Wer gemein zu ChatGPT ist, erhält bessere Ergebnisse, doch Experten warnen vor der schlechten Behandlung

Forscher haben untersucht, wie KI reagiert, wenn man höflich oder unfreundlich ist. Dabei haben die Experten festgestellt, dass KI besser arbeitet, wenn man unhöflich ist. Ihre Ergebnisse decken sich teilweise mit anderen Studien, die aber vor so einem Verhalten ausdrücklich warnen.

KI ist mittlerweile aus vielen Lebensbereichen kaum noch wegzudenken. Doch Forscher haben jetzt in einer Studie festgestellt, dass Chatbots wie ChatGPT auf Feinheiten in der Sprache reagieren können. Es kann eine Rolle spielen, ob ihr euch freundlich oder grob in einem Gespräch mit einem Chatbot verhaltet.

KI arbeitet genauer, wenn ihr unhöflich seid, aber Forscher raten dennoch von so einem Verhalten ab

Was ist das für eine Studie? Forscher der University of Pennsylvania haben in einer auf arxiv.org veröffentlichten Studie untersucht, wie KI-Bots mit bestimmten Anfragen umgehen. Dabei hat man den Grad der Höflichkeit variiert: von sehr höflich bis sehr grob. Damit wollte man herausfinden, wie der Chatbot auf die unterschiedliche Sprache reagiert.

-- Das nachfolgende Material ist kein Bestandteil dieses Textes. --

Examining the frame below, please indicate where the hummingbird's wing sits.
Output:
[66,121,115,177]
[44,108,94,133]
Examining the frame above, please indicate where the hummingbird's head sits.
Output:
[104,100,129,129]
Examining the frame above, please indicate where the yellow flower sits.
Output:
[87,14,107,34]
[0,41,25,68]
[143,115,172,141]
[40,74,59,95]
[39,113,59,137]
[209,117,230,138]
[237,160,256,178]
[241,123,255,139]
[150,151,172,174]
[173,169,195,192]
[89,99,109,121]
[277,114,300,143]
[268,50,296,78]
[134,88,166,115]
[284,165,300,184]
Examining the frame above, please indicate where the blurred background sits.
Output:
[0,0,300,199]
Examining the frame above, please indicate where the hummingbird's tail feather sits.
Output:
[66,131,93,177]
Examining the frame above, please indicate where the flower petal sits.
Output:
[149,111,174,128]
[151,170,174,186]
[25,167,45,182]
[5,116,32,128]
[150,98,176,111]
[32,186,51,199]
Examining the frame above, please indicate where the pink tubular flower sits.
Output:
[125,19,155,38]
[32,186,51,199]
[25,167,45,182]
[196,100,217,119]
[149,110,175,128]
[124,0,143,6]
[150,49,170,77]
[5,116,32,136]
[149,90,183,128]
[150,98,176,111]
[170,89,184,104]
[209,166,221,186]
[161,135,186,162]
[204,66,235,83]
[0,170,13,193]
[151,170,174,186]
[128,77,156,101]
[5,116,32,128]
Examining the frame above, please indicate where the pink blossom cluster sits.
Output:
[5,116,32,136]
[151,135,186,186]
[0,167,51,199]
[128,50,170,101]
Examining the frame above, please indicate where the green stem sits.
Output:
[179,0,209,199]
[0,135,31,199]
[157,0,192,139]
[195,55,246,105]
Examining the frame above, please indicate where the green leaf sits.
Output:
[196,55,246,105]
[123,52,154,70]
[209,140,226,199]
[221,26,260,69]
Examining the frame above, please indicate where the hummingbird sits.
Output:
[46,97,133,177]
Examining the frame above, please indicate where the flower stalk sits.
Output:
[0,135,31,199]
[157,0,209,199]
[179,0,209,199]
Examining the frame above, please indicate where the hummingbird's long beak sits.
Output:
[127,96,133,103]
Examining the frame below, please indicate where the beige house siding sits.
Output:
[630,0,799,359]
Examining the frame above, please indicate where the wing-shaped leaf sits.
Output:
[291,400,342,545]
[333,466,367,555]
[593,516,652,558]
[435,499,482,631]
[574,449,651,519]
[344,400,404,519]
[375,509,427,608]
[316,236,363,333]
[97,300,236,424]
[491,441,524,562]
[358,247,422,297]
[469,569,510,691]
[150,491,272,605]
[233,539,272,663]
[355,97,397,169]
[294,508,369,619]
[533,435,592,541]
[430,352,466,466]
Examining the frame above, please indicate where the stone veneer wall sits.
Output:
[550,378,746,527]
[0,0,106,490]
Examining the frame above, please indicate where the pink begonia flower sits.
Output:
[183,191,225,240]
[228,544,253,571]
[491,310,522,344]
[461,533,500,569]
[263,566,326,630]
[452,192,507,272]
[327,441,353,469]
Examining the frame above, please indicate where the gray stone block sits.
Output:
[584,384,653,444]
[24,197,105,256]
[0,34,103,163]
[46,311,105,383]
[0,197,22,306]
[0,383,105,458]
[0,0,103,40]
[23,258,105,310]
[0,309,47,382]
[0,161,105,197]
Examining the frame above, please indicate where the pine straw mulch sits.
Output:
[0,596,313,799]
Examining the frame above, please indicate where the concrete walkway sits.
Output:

Die Experten stellten dabei fest, dass die Ergebnisse genauer sind, wenn man unhöflich mit der KI umspringt: Während sehr höfliche Anfragen eine Genauigkeit von 80,8 % vorweisen, liegt die Genauigkeit bei unfreundlichen Anfragen bei 84,8 %.

Grundsätzlich stellten die Forscher aber auch fest, dass ein „unhöflicher Diskurs“ unbeabsichtigte Folgen haben könnte. So erklärt die Studie:

Die Verwendung beleidigender oder herabwürdigender Sprache in der Interaktion zwischen Mensch und KI könnte sich negativ auf die Benutzererfahrung, die Barrierefreiheit und die Inklusivität auswirken und zu schädlichen Kommunikationsnormen beitragen.

Eine schlechte Behandlung führe zwar zu besseren Ergebnissen, man würde aber ein solches Verhalten nicht wirklich gutheißen.

Die Forscher der University of Pennsylvania weisen aber gleichzeitig auf einige Einschränkungen ihrer Studie hin, wie die relativ geringe Stichprobengröße der Antworten und die Tatsache, dass sich die Studie hauptsächlich auf ein KI-Modell, ChatGPT 4o, stützte.

Eine ältere Studie der Stanford University stellte bereits fest, dass künstliche Intelligenz empfindlich auf schlechte Qualität und bestimmte Sprache reagieren kann. So fanden Wissenschaftler heraus, dass LLMs (Large Language Models) anfällig für „Brain Rot“ sein sollen, eine Form des dauerhaften kognitiven Verfalls. Die Chatbots zeigten erhöhte Raten von Psychopathie und Narzissmus, wenn sie kontinuierlich mit viralen Inhalten von geringer Qualität gefüttert wurden.

Spannend ist jedoch, dass sich ohnehin die Mehrheit der Nutzer gegenüber KI höflich verhält. Viele Leute sind KI jedoch nur höflich gegenüber, weil sie insgeheim Angst vor ihr haben.